4/ A bucket handy to dump all the bits in and a decent towel to constantly wipe your hands with. Slippy and wet hands after a while get cold and this can lead to accidents. I know this by experience
In the videos I have tried to go as slow as possible so you can see what I am doing. I have also filletted the fish in such a way as to reduce the amount of mess, i.e. guts and also to make the fillets very presentable and also by skinning and boning making them very suitable for the finicky and children. If you are wondering about the belly flaps, with a fish under 4-5lb these are not worth much and are usually discarded unless there is enough then they will make fish cakes. I keep the bigger belly parts for the same use.

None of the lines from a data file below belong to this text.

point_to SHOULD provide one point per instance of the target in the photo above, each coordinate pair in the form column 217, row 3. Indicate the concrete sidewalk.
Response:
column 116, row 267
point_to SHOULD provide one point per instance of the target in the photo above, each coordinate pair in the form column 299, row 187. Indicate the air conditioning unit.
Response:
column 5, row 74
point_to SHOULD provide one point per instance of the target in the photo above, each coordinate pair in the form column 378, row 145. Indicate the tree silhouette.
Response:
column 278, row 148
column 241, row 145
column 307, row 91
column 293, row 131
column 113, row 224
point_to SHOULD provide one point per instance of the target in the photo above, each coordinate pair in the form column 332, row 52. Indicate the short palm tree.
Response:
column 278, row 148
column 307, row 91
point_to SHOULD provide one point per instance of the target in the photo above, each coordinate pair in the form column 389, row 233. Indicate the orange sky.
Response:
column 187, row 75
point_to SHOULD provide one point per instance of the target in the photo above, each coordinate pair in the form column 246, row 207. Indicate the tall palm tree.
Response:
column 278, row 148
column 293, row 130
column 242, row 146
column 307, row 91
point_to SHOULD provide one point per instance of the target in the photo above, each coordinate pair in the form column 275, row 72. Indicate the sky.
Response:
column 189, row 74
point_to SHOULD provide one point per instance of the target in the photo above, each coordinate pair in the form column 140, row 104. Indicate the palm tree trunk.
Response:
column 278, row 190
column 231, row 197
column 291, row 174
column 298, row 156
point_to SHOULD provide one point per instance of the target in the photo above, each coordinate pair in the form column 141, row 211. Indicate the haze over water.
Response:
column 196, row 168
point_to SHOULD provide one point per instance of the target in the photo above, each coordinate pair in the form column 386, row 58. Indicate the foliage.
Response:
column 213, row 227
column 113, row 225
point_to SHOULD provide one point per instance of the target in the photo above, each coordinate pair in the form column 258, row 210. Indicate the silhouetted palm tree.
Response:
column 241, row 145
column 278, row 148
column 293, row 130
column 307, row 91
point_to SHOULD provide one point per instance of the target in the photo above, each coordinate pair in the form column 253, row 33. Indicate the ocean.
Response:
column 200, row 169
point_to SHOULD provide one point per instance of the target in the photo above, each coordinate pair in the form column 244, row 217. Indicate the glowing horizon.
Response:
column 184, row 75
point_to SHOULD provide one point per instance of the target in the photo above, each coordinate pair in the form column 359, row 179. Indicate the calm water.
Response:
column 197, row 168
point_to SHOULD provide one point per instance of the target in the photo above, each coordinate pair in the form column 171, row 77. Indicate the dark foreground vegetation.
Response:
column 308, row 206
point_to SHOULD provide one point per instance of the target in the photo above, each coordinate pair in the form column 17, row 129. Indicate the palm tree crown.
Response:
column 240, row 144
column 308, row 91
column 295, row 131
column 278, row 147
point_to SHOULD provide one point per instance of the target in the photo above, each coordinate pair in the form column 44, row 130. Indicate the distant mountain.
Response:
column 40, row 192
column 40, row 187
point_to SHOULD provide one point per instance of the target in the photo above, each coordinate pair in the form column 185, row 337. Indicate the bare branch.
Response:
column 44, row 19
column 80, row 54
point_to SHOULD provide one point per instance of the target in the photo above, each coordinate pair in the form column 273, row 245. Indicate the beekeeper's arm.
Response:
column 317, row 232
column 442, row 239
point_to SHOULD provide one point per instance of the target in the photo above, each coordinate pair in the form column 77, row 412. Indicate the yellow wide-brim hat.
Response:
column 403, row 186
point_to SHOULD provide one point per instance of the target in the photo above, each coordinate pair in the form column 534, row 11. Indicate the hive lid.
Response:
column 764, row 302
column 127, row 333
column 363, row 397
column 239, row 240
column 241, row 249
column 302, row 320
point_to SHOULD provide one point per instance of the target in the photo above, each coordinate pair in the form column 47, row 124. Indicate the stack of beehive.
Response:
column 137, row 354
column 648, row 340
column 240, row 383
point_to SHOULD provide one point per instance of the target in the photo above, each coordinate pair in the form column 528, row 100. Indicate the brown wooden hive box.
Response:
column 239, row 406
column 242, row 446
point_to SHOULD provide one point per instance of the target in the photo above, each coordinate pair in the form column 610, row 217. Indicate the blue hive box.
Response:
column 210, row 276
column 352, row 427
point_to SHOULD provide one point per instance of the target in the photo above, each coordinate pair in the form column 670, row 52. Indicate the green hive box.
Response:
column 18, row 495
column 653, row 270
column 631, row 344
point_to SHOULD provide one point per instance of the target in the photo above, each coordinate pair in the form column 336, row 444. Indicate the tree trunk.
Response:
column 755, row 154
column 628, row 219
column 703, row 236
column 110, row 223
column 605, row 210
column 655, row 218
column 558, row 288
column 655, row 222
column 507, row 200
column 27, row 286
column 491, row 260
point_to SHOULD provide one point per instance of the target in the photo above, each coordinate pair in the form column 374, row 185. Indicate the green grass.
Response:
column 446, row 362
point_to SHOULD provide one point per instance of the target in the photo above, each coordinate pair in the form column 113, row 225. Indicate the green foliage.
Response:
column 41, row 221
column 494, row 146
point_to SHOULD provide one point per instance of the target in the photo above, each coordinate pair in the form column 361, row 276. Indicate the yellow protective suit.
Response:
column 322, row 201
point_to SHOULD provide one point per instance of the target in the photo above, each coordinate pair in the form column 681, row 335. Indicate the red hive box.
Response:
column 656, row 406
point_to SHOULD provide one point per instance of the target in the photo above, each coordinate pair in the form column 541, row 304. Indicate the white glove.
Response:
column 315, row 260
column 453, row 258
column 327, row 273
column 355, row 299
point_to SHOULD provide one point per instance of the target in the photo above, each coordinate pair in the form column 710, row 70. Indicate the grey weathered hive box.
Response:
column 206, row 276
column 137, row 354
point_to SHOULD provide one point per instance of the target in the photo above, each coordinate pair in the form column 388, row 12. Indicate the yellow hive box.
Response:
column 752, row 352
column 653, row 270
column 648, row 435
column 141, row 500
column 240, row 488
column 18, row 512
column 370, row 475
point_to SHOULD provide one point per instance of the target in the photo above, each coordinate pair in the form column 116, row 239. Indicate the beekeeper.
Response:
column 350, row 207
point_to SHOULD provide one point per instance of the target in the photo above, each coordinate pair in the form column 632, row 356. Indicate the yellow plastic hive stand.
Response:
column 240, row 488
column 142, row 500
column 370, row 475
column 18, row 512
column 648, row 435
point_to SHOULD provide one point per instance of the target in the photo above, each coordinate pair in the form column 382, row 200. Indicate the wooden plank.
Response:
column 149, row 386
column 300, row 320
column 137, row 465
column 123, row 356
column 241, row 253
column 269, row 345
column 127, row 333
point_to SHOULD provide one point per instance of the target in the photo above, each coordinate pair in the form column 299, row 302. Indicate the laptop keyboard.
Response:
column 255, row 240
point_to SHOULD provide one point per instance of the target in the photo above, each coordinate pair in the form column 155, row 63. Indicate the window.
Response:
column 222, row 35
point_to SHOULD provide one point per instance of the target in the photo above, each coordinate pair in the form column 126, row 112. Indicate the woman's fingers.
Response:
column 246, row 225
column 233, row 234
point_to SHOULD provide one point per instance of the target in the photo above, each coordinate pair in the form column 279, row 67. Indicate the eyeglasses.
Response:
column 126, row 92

Some interesting points have been raised through discussions on other boards; I will try to answer them –
As I stated in the video, the fish used where freshly caught and the flesh is quite firm. If you are keeping the fish for a while before filleting them and you are not in a comp, gut or bleed them straight away. This prevents the blood tainting the flesh. Or keep them cold or in fresh water. If when you come to fillet a fish the flesh feels soft, gut the fish and leave it till the next day when the flesh will have firmed up. When the flesh softens depends on how they have been treated.
The best time to fillet a fish is when rigga sets in, nothing better than a good stiff un. I would not normally fillet a fish if it had been lying around uncared for, for any length of time. I also use the same method for all sizes of round fish even ling. That is leaving the belly flap on, and if of a decent size remove later and use for fish cakes. Only round fish I remove the belly flap from is the mackerel, which you can see from the video. These can be frozen and kept to use as bait, the shape and size makes them ideal casting baits, especially over on the west coast.
salinitysam of WSF has picked up on a very valid point, whenever possible try and wash your fillets in sea water as the chlorine in tap water can damage the flesh. I stated use running water, do not leave fillets lying in tap water, and I should have added dry your filets thoroughly after rinsing.